This is a discussion on Re: How about an all RGB workflow. - Adobe Color Management ; This is a very interesting conversation. My department is an in-house advertising dept. as well. We create ads, posters, brochures etc. for a company that auctions equipment. The photos we put in the brochures are coming from our guys in ...
This is a very interesting conversation.
My department is an in-house advertising dept. as well. We create ads, posters, brochures etc. for a company that auctions equipment.
The photos we put in the brochures are coming from our guys in the field - they are down loaded pretty much directly from their digital cameras onto our computers. So we get JPEG to work with.
The fun part of today's digital photography is that it is designed to have VERY realistic color and therefore hardly needs color correction. MUCH better than scanning old-fashioned paper photos.
Now, since we're talking about LOTS of photos per brochure, it normally takes hours to process all of them...
We get all the photos on the same day; brochure needs to be finished in 2 days; sometimes there's 4 brochures that need to be finished on the same day and I'm pretty much the only one who can build them.
So sometimes I end up working on a silly brochure till the wee hours, mainly because processing the photos can take so long.
Right now, we're doing a test which you might find very interesting.
I've built an example brochure in InDesign 4.0.3 using only the raw JPEG images. No color correction, no CMYK conversion etc.
I know, horror, but it's the result that counts... These brochures are mass-produced and of course not anywhere near corporate-brochure-quality. Therefore they cannot be as time consuming to build.

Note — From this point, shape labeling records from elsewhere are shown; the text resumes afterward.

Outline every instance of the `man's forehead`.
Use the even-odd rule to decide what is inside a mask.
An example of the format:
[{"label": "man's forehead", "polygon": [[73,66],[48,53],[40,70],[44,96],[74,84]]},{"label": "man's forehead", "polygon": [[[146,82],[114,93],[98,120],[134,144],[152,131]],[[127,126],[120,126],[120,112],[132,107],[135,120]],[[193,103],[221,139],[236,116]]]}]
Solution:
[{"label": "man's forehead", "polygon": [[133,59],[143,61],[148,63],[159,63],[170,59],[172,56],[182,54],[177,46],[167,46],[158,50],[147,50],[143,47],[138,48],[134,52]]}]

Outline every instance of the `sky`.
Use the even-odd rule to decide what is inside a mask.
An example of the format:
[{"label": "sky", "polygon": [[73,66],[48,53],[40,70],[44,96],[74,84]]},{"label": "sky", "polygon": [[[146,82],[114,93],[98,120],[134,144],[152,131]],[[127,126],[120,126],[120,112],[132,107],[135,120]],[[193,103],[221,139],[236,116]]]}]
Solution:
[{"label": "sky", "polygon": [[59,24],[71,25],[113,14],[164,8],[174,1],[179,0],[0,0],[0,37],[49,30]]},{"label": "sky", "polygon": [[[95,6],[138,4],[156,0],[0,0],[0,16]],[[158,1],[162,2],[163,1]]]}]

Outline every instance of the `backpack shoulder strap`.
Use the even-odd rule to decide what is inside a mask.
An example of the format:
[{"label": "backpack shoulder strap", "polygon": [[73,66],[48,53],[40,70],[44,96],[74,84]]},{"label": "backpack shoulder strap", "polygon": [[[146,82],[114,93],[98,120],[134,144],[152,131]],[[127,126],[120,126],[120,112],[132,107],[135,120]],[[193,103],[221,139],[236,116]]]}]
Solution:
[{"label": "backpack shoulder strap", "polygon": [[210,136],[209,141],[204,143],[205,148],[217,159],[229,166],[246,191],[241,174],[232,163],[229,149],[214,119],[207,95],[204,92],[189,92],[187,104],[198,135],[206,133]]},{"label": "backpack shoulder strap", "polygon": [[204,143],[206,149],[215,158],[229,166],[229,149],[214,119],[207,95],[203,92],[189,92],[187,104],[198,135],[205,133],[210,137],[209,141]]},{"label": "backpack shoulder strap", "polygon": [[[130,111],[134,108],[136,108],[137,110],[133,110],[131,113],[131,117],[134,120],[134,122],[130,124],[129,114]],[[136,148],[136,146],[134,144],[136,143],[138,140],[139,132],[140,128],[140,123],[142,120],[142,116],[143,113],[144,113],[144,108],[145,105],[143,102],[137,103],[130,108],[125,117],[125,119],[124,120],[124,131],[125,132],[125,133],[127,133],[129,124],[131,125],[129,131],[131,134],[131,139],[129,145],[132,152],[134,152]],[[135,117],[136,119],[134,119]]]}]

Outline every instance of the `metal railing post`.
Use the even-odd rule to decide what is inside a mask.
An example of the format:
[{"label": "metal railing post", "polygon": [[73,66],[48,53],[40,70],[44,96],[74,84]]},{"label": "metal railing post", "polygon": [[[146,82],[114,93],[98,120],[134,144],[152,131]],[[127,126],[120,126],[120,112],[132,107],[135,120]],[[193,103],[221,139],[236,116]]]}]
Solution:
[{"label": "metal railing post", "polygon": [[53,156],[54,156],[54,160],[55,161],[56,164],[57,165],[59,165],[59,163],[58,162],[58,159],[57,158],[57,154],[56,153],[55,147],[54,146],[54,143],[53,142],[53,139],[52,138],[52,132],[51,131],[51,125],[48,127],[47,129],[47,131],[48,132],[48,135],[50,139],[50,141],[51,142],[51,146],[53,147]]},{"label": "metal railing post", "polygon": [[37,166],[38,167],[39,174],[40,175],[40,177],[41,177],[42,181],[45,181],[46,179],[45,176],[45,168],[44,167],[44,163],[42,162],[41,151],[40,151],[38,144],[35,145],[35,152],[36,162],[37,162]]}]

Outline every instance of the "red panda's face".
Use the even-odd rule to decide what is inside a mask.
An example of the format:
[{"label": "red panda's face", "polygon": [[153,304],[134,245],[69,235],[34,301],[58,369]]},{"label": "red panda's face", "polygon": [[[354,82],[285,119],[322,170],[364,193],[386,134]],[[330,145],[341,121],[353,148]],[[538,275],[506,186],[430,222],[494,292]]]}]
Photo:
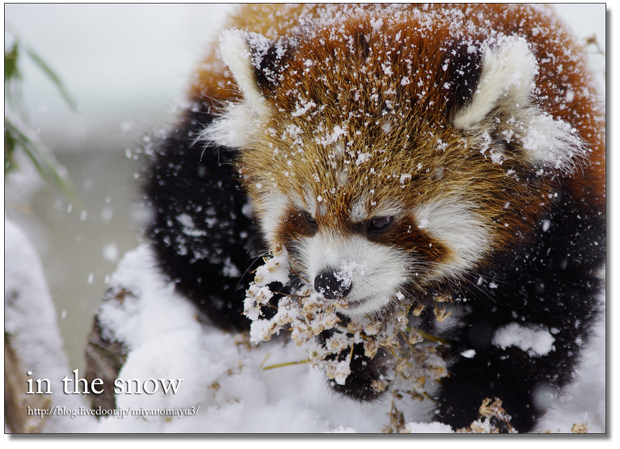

....Yesterday we sent the result to our printer, to see what will happen - they do not know we used only JPEG images.
The file we sent to them is a PDF, created using the same settings we use for normal, CMYK-photo-brochures.
These settings were provided by our printer (which imho is what every professional printer should do).
To me the PDF looks fine. Ok, a couple of pictures need some adjustment (too dark or bright), but to be perfectly honest - most of them look great, hardly any noticable color shifts so far.
I can't wait to hear what our printer thinks, and to see what the printed brochure looks like.
We might be able to cut HOURS from the brochure production time if conversion to CMYK and severe color correction isn't needed, and only basic adjustments are necessary! No more night shifts!